Ma la vera sorpresa arriva in quell’attacco frontale a Roberto Maroni che è seduto in platea e che poco prima nel suo intervento aveva promosso il Governo dandogli un 7 sul metodo di dialogo sulla riforma del lavoro, ma l’aveva bocciato sia nei contenuti della riforma – «un pasticcio» – sia nell’aver caricato ancora di tasse il Paese. Monti proprio non lo accetta e non lo risparmia. Anche se prima dà una notizia: «Lo avrei voluto come ministro dell’Interno del mio Governo se ci fosse stata una più ampia convergenza e se il Capo dello Stato fosse stato d’accordo». Notizia a parte, sul resto lo mette nell’angolo con un certo gusto sadico nel ridicolizzare alcune scelte della Lega come «gli strani dipartimenti a Monza che abbiamo eliminato nel rispetto della Costituzione e del buon senso anche se con poco risparmio». E poi attacca il Maroni «storico, anzi a-storico che non riconosce le enormi responsabilità dei governi di cui ha fatto parte e che sono molto maggiori dell’attuale». E gli ricorda che solo un anno e mezzo fa l’Esecutivo di cui faceva parte «aveva perfino negato nell’analisi la crisi del Paese. Se il suo ex governo avesse cominciato prima a riconoscere le criticità anziché negarle sarebbe stato meglio». Un ritardo «colpevole» lo chiama Monti che è anche causa di quell’eccesso di carico fiscale che Maroni gli ha rimproverato.
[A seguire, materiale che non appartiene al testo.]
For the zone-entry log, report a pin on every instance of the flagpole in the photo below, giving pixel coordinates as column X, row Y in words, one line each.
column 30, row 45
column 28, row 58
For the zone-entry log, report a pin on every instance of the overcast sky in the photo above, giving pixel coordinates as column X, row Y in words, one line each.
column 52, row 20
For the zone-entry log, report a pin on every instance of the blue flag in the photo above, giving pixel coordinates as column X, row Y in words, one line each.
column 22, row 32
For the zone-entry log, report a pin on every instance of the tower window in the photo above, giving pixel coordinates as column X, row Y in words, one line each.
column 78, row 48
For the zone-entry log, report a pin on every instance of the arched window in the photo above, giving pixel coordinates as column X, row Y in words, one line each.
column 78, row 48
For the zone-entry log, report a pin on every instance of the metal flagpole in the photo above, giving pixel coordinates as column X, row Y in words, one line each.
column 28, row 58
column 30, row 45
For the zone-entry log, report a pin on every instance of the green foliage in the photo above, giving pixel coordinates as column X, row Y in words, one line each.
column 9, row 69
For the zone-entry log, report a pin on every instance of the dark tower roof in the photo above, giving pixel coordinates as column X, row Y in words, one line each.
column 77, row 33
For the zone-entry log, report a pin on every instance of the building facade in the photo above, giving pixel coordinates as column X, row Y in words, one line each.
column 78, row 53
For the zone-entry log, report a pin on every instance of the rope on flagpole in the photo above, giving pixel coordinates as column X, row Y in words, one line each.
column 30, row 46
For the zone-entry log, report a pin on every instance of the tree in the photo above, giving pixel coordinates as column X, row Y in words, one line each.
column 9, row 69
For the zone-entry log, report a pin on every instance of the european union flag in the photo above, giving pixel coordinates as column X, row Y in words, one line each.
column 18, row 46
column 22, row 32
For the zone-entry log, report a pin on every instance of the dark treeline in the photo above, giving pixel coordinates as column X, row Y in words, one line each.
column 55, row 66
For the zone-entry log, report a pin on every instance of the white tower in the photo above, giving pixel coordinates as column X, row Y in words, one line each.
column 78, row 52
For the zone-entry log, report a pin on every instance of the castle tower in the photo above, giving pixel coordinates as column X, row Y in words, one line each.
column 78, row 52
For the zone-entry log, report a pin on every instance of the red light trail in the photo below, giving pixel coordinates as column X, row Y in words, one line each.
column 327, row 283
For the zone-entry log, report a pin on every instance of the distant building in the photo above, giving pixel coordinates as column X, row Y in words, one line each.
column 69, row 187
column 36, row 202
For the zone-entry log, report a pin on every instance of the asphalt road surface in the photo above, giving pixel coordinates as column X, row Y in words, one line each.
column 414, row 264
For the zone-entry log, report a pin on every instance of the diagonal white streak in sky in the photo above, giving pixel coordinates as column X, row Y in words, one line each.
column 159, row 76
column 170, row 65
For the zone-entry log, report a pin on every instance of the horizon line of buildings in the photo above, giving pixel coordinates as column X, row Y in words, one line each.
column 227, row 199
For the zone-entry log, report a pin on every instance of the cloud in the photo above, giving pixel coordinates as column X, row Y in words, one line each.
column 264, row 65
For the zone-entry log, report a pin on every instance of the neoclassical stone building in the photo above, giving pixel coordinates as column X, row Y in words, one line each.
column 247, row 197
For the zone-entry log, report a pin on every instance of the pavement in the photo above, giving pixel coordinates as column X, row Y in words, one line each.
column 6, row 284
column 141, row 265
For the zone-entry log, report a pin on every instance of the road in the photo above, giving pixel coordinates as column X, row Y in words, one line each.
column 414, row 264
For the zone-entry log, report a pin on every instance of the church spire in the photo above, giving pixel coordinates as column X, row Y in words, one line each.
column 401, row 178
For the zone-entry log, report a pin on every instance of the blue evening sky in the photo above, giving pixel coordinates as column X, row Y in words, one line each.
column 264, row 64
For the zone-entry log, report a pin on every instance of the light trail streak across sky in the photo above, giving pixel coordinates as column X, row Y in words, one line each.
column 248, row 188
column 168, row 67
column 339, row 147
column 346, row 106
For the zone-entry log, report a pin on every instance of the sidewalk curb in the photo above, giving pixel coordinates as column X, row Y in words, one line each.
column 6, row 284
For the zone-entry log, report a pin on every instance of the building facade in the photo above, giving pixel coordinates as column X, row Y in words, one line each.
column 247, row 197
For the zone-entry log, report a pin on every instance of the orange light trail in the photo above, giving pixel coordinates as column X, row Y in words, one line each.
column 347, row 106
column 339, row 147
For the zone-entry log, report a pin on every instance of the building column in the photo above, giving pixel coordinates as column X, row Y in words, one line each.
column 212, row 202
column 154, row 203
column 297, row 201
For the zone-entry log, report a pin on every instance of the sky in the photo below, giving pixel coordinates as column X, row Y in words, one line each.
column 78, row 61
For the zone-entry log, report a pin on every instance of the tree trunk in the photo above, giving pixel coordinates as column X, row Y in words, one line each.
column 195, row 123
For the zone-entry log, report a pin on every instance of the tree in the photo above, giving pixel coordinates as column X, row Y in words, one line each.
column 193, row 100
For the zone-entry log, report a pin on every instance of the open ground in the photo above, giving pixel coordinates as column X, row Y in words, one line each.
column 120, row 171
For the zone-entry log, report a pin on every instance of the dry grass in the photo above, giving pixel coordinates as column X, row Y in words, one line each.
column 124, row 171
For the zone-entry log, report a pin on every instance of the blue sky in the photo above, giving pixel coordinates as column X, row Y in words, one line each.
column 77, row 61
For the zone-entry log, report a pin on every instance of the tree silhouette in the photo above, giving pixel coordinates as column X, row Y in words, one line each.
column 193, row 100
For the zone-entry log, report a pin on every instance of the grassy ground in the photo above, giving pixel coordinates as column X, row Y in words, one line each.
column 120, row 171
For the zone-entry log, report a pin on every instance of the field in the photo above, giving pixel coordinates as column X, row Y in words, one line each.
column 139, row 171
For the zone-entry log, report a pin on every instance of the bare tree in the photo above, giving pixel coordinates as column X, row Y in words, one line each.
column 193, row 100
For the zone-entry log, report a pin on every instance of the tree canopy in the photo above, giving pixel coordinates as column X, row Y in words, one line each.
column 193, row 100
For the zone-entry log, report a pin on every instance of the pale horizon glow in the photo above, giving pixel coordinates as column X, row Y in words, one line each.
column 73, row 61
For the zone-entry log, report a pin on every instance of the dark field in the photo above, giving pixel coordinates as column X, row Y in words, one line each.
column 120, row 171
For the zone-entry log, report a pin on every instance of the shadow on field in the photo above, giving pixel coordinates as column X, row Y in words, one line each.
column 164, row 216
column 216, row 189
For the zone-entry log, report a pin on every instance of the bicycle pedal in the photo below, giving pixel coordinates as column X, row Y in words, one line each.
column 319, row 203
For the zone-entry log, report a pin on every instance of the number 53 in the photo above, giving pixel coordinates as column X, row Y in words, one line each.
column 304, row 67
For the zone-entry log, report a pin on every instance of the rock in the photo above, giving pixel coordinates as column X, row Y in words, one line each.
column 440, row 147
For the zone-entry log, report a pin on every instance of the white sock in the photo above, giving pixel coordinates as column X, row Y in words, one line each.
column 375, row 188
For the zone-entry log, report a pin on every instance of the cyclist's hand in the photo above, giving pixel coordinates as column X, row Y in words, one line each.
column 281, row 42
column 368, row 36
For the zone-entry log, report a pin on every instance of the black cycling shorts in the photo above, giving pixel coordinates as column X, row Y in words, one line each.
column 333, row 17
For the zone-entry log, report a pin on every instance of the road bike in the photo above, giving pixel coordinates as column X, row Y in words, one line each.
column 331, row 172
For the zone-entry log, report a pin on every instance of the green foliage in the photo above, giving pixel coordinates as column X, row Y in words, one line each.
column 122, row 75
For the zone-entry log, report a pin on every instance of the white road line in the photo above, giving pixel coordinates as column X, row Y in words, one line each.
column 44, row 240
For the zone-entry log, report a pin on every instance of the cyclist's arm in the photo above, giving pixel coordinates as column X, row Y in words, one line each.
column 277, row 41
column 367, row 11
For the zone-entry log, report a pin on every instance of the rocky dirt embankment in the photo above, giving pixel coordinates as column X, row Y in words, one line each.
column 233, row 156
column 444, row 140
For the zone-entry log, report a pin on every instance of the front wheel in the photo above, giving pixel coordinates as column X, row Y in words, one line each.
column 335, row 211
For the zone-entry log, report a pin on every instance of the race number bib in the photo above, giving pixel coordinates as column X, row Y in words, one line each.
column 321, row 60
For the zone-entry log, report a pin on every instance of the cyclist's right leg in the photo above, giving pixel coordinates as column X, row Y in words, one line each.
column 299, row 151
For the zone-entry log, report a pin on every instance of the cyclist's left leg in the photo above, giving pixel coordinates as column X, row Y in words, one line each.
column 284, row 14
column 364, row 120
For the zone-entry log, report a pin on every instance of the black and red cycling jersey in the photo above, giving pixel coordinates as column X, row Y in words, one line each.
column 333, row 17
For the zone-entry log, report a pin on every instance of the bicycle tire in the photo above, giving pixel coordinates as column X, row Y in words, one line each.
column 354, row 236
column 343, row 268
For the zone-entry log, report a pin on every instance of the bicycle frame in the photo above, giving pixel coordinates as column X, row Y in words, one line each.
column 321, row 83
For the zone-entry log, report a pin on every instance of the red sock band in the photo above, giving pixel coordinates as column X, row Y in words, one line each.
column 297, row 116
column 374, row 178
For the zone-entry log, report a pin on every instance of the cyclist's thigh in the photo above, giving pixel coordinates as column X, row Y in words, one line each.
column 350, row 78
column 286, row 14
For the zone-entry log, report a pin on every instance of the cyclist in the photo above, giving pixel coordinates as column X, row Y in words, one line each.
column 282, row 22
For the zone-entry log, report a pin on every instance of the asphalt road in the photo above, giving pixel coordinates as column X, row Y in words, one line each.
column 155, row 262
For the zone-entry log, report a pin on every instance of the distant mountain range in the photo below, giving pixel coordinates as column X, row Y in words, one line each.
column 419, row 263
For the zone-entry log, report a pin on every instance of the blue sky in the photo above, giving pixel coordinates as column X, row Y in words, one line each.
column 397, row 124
E poi ribatte: «Vorrei dirgli che per fare le liberalizzazioni, come noi abbiamo appena fatto, non serviva cambiare l’articolo 41 della Costituzione». L’offensiva è a tutto campo, anche personale: «Ricambio la simpatia per Maroni anche se faccio fatica a distinguere il piano personale da quello politico come fanno i politici». L’ex ministro leghista andando via dirà «sono deluso per il suo attacco». Nel corso del suo intervento Monti ha parlato anche di Spagna, con riferimento ai conti pubblici del paese. Battute che devono aver sollevato qualche critica di Madrid al punto che in serata, attraverso la sua portavoce, Monti è tornato sul tema per esprimere la totale fiducia nella determinazione del governo spagnolo in merito al consolidamento fiscale. Aggiungendo che la stessa Italia non è più fonte di contagio nell’eurozona.